I told you at the beginning that facts (1) through (2) are all known to the logician, but I did not say the same of (3)! The logician can only run through this argument if he knows that he is a sound reasoner (that he only proves true things). And this is the problem assumption, which must be rejected.

It’s not that no logician can actually ever be sound (a logician who only ever reasons in first order logic and nothing more fancy would be sound). It’s that the logician, though he really is sound, cannot know himself to be sound. In other words, no sound system can prove its own soundness!

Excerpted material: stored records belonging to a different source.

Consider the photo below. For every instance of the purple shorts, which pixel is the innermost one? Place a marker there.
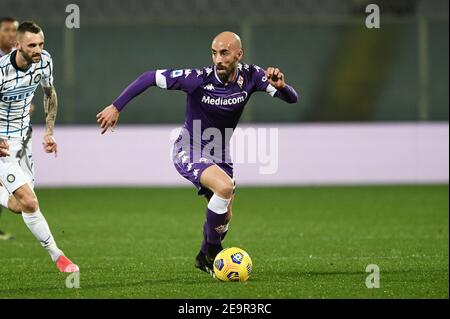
(192, 171)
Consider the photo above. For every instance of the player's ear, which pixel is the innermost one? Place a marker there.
(240, 55)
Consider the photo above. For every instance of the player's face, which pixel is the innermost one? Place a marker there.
(8, 31)
(30, 45)
(225, 59)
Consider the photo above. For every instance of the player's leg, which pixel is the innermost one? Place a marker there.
(221, 185)
(36, 223)
(9, 201)
(4, 196)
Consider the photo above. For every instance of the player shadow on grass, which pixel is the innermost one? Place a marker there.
(5, 292)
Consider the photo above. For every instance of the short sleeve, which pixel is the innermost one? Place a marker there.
(47, 70)
(187, 80)
(260, 80)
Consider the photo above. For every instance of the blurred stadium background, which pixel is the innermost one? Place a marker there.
(373, 109)
(345, 73)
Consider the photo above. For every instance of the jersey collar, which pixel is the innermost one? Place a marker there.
(14, 64)
(236, 75)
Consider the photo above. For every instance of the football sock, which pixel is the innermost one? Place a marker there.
(4, 196)
(39, 228)
(215, 221)
(225, 231)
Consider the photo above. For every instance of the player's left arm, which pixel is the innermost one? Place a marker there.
(50, 105)
(273, 82)
(284, 91)
(51, 109)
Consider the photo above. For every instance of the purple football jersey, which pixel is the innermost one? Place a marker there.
(213, 109)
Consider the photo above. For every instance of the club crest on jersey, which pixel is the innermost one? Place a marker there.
(37, 78)
(176, 73)
(232, 99)
(240, 81)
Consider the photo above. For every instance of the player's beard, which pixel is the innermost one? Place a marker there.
(224, 77)
(29, 58)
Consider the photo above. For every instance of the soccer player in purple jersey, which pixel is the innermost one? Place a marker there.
(216, 96)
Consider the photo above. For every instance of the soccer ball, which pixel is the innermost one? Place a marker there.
(233, 264)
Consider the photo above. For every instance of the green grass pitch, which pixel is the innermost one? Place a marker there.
(305, 242)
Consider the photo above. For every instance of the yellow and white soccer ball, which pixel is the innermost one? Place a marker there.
(233, 264)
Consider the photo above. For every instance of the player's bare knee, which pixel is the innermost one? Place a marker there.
(14, 205)
(225, 189)
(229, 214)
(29, 204)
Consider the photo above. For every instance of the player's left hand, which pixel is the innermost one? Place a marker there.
(275, 78)
(4, 148)
(108, 118)
(50, 145)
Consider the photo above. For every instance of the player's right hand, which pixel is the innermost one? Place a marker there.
(4, 148)
(108, 118)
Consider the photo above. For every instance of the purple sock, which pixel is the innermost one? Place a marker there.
(203, 249)
(213, 228)
(222, 237)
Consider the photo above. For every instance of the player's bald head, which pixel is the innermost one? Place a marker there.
(228, 40)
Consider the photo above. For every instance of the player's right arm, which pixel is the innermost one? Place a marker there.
(186, 80)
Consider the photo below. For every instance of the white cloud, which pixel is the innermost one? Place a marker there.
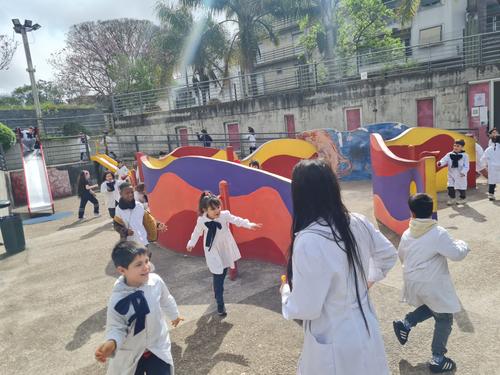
(56, 16)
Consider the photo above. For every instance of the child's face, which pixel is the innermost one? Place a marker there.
(213, 212)
(127, 194)
(137, 272)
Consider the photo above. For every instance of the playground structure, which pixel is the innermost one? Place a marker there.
(36, 180)
(406, 165)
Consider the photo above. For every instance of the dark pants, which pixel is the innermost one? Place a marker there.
(442, 326)
(152, 365)
(219, 287)
(87, 197)
(452, 192)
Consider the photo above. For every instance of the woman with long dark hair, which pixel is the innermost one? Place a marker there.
(334, 258)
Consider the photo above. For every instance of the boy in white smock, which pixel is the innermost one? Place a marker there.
(423, 251)
(457, 162)
(137, 338)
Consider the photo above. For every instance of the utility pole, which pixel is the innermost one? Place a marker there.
(23, 30)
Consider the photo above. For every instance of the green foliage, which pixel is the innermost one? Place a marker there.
(7, 136)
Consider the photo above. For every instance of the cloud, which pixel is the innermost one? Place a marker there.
(56, 17)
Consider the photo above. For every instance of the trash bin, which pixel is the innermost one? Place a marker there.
(12, 233)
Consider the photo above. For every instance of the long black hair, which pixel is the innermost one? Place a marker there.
(316, 198)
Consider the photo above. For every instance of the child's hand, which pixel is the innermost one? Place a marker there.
(176, 322)
(254, 226)
(105, 350)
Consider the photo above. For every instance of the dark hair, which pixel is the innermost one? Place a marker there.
(125, 252)
(421, 205)
(124, 186)
(82, 181)
(207, 199)
(316, 196)
(106, 174)
(254, 163)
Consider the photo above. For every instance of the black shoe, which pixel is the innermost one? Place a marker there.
(221, 310)
(446, 365)
(401, 331)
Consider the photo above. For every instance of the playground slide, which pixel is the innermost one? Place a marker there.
(107, 162)
(38, 193)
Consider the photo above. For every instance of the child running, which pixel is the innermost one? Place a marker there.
(132, 221)
(491, 159)
(86, 194)
(137, 335)
(219, 245)
(108, 189)
(457, 162)
(423, 251)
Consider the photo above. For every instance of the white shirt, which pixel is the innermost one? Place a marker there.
(154, 337)
(224, 251)
(109, 195)
(336, 341)
(425, 269)
(133, 219)
(491, 159)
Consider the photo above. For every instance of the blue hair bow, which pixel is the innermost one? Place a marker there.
(141, 309)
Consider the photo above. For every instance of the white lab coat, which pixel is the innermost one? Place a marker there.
(491, 158)
(109, 195)
(154, 337)
(133, 219)
(336, 341)
(224, 251)
(455, 178)
(427, 280)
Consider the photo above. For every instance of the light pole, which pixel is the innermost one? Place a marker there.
(23, 30)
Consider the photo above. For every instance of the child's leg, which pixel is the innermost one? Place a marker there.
(83, 202)
(421, 314)
(442, 330)
(219, 288)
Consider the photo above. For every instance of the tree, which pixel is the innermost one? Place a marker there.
(103, 56)
(7, 49)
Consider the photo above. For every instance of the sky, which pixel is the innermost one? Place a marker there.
(56, 17)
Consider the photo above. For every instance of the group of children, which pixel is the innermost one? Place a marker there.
(137, 338)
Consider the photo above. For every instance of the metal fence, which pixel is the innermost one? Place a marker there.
(450, 54)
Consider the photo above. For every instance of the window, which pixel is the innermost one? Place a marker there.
(431, 35)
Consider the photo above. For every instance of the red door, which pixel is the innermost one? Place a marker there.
(183, 135)
(290, 125)
(425, 113)
(353, 118)
(233, 131)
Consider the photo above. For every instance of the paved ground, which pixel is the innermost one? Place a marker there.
(53, 298)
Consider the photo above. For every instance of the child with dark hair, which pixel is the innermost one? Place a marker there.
(423, 251)
(457, 162)
(137, 338)
(221, 250)
(86, 194)
(108, 189)
(335, 256)
(491, 159)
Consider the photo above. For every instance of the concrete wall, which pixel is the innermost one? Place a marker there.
(394, 100)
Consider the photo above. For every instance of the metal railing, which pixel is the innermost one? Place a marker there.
(451, 54)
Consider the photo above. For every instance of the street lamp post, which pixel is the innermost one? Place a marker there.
(23, 30)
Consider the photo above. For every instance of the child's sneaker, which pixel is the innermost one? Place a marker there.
(401, 331)
(446, 365)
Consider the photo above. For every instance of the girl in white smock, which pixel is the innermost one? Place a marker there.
(491, 159)
(335, 258)
(221, 250)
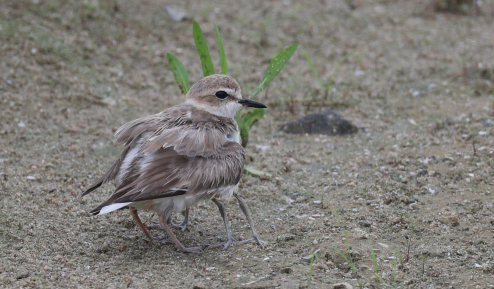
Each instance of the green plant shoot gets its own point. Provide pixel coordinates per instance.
(202, 50)
(179, 73)
(221, 50)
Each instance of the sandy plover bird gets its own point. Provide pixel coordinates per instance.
(184, 154)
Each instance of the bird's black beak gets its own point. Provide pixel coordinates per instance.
(251, 103)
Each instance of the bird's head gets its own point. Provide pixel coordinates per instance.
(220, 95)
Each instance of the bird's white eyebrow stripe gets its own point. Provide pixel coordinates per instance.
(227, 90)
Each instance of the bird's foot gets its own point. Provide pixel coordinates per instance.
(182, 226)
(256, 239)
(193, 250)
(155, 225)
(225, 244)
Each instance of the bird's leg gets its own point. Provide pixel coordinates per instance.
(133, 212)
(230, 240)
(246, 211)
(180, 247)
(182, 226)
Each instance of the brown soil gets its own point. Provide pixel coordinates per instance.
(412, 187)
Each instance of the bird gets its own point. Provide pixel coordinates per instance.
(175, 158)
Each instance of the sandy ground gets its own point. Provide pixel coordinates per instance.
(412, 187)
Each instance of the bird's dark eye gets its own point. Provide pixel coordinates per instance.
(221, 94)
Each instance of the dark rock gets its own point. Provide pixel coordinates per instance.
(423, 172)
(328, 123)
(365, 223)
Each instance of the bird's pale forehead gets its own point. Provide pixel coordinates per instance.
(215, 82)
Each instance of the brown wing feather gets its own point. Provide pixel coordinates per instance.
(186, 150)
(110, 174)
(160, 175)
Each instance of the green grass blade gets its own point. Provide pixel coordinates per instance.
(221, 49)
(374, 262)
(179, 72)
(246, 120)
(252, 116)
(275, 67)
(202, 50)
(314, 71)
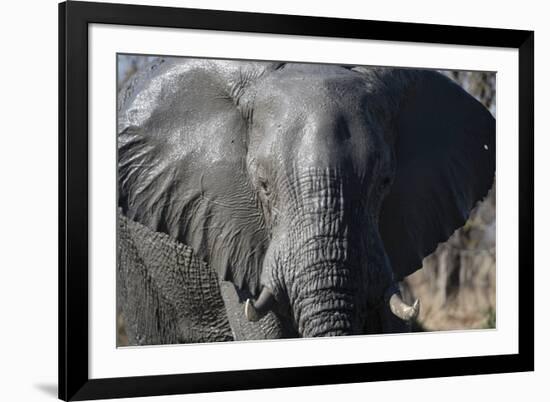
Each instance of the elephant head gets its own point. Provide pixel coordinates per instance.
(314, 189)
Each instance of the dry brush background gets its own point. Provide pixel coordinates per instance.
(457, 285)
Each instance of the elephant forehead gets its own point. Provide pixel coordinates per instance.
(303, 90)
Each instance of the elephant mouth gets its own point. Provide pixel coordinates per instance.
(256, 309)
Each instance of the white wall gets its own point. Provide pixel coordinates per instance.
(28, 206)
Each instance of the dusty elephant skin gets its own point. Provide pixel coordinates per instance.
(304, 193)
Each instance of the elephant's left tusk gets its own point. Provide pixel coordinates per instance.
(402, 309)
(253, 311)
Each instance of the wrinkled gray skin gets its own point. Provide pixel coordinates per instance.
(322, 185)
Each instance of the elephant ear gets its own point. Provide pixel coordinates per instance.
(182, 126)
(445, 154)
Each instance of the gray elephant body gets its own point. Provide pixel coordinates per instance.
(316, 187)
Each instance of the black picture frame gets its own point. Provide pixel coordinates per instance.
(74, 18)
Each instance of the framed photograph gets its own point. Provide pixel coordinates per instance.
(258, 200)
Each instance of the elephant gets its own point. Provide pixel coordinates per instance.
(262, 200)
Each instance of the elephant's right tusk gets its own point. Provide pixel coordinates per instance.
(254, 310)
(402, 309)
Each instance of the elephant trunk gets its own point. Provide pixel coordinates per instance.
(324, 302)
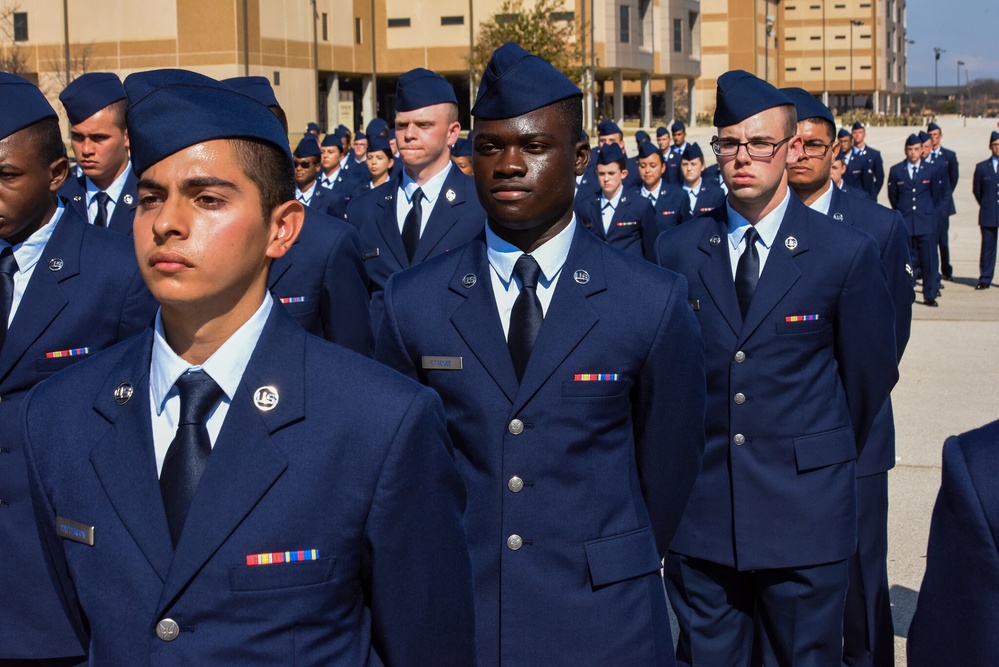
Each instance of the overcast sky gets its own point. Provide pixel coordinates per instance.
(968, 30)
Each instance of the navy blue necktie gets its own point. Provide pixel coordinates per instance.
(102, 209)
(188, 453)
(411, 228)
(526, 316)
(8, 267)
(747, 272)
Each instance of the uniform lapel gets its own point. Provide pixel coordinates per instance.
(44, 298)
(780, 271)
(716, 271)
(244, 463)
(570, 317)
(124, 459)
(477, 320)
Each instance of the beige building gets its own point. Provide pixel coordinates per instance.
(338, 61)
(851, 53)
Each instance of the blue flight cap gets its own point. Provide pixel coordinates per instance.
(462, 148)
(334, 138)
(89, 93)
(375, 127)
(516, 82)
(806, 106)
(420, 88)
(171, 109)
(610, 153)
(692, 152)
(21, 104)
(379, 142)
(257, 87)
(607, 128)
(307, 147)
(741, 95)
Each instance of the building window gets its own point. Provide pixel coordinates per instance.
(20, 26)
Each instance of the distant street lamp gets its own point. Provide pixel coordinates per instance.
(854, 22)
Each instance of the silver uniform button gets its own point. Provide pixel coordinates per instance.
(167, 629)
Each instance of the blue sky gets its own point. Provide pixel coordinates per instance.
(967, 29)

This is very similar to Gödel’s second incompleteness theorem. The only proof system which can assert its own consistency is an inconsistent proof system, and the only type of logician that can prove his own soundness will end up being unsound. Here’s the argument that the logician might make if they believe in their own soundness:

Supposing Jal is a liar, then his statement is false, so I could eventually prove that he is a truther. But then I’d have proven something false, which I know I can never do, so Jal must not be a liar. So he must be a truther. 

Since the logician has now produced a proof that Jal is a truther, Jal’s statement is false. This means that Jal cannot be a truther, so the logician has proven a false statement!